The attempt to distinguish between the mathematics of complexity and that of chaos is erroneous, as chaos is only a description of the behaviour of complex systems in certain boundary conditions. The beauty of these approaches is that incredibly complex outcomes can be described in relatively simple mathematical formalisms.

I noted in my post on J.K.Galbraith's death;
In the final analysis it is hard to disagree with the view expressed in the NY Times review (reprinted in the AFR) that "his sweeping ideas, which might have gained even greater traction had he developed disciples willing and able to prove them with mathematical models." It is not too late for this task.

That position I think applies to all the heterodox strands, because to be useful the economic theory ultimately needs to help us mahe quantifiable predictions about the future. To do so requires a mathematics of some kind.
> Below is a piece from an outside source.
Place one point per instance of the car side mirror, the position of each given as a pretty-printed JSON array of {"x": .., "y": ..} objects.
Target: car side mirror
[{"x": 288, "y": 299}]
The second point I wanted to make was Tanner's need to deal with behavioural economics sceptics much sloser to home, in fact, in the Productivity Commission. The PC went to the effort of hosting a roundtable on behavioural economics. However, in their Appendix B ('Behavioural economics and
consumer policy") to their Review of Australia's Consumer Policy Framework the Commission concluded;

Many of these considerations evidently apply to all regulation making, indicating that designing policy responses to the issues raised by behavioural economics is not overly different from responding to more traditional problems such as externalities and the abuse of market power.

The inclusion was interesting because at the time of the review the Deputy Chair of the ACCC was Louise Sylvan who in a speech enitled The Interface between Consumer Policy and Competition Policy tried to emphasise that mere reliance on competition policy to promote consumer outcomes may be insufficient due to some of the effects noted by behavioutral economists. Perhaps the views at the PC will change now that she is a Commissioner there instead of at the ACCC.

Certainly the public service and the economics profession continues to be wedded to its simplistic model of markets and their inacurate mathematical descriptions. It will take a lot of work to shift their perceptions.